Monitors belgg1-19sfa9p and belgg2-19sfa9p having hiccups?

Hi @bas,

Could you kindly check your monitors belgg1-19sfa9p and belgg2-19sfa9p? Since a few days, they seem to very occasionally see unusually high offsets, sometimes larger than 1 second.

ts_epoch,ts,offset,step,score,monitor_id,monitor_name,leap,error
1730034823,2024-10-27 13:13:43,0.001598066,1,15.797745705,41,belgg2-19sfa9p,,
1730032413,2024-10-27 12:33:33,-0.315106736,-0.260426939,15.576574326,41,belgg2-19sfa9p,,
1730029998,2024-10-27 11:53:18,0.000873653,1,16.670526505,41,belgg2-19sfa9p,,
1730029686,2024-10-27 11:48:06,0.001589592,1,16.495292664,41,belgg2-19sfa9p,,
1730029234,2024-10-27 11:40:34,-1.213118746,-2,16.310832977,41,belgg2-19sfa9p,,
1730028873,2024-10-27 11:34:33,0.002238161,1,19.274560928,41,belgg2-19sfa9p,,

This affects all my servers across four locations in Germany and two in Singapore. It affects both IPv4 and IPv6. It also affects your own servers in multiple locations.
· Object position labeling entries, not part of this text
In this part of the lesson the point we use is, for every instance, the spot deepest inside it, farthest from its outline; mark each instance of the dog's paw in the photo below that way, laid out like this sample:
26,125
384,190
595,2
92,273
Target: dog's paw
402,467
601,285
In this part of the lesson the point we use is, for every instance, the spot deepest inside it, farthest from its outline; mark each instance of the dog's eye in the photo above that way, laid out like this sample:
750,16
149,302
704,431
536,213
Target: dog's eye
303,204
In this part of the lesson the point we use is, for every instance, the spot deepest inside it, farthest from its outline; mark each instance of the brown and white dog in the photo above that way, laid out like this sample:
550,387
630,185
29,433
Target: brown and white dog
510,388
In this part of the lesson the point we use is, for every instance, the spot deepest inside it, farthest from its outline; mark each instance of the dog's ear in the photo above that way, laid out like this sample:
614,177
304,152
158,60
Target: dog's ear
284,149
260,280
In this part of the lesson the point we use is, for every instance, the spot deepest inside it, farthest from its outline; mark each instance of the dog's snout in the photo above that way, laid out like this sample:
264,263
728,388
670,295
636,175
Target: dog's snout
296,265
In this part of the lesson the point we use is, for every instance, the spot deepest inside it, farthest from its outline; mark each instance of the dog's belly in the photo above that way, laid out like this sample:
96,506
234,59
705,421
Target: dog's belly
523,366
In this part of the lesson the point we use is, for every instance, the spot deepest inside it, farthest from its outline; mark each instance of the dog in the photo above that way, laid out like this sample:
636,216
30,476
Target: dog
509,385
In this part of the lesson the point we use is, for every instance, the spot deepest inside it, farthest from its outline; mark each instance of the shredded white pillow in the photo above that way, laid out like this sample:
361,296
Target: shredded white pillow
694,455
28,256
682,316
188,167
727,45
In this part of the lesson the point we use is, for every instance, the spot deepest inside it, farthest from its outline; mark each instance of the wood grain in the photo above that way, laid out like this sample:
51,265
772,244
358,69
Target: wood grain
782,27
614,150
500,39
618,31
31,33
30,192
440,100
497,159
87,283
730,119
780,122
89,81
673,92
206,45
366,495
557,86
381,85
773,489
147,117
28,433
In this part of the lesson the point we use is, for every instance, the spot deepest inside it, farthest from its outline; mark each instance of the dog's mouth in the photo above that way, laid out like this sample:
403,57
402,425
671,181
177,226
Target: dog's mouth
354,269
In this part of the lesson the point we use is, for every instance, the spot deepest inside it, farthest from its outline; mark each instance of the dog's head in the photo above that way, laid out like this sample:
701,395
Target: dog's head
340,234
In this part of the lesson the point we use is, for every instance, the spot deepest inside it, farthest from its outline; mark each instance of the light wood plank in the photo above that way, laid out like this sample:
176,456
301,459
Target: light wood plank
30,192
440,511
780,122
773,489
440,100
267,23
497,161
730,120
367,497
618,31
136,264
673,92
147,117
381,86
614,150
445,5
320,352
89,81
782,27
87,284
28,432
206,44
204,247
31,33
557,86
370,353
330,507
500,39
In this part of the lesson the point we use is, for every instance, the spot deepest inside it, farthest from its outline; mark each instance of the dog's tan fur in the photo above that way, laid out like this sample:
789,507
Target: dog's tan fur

So I think it is very unlikely that this is a server-side issue, but rather points to a monitor-side one.

It is not a big issue from a functional point of view as it happens somewhat rarely only, and there obviously is a sufficient number of other monitors. But it badly skews the “Offset and scores” graphs.

It seems this roughly started around the time when belgg1-19sfa9p started monitoring IPv6 servers again. I obviously don’t know whether there is a causal connection, or whether the two things are completely unrelated.

Thanks!

Belg2 wasn’t supposed to work.

The problem is the router that is in use at the moment.
It can not handle the number of requests.

I did change it to a faster router but our monopolistic ISP won’t allow the faster router.
However, from 1 nov on they are forced to lift the restriction and I put the faster router back in place.

But it can’t affect your server, as timeouts only remove my testing-server from being used as test-server.

If you look:

https://www.ntppool.org/scores/87.118.104.17

and

https://www.ntppool.org/scores/2603:c020:8017:3e00::123

My server is taken OFF the scoring for your server. Whatever it produces, it will not be used to rate your scoring.

That is the beauty of the new scoring system, only active-monitors give scoring.
Any server, like mine at the moment, not scoring well all the time, is taken ‘offline’ for you.

Thanks for your reply!

If you reread my message more carefully, you’ll see that I wrote that it is not a functional issue for my or other servers, in the sense of affecting the scoring.

It is the graphs for many servers that are getting messed up to the point of being unusable.

Is there a way to disable your monitors until such time as the issue with your router has been addressed?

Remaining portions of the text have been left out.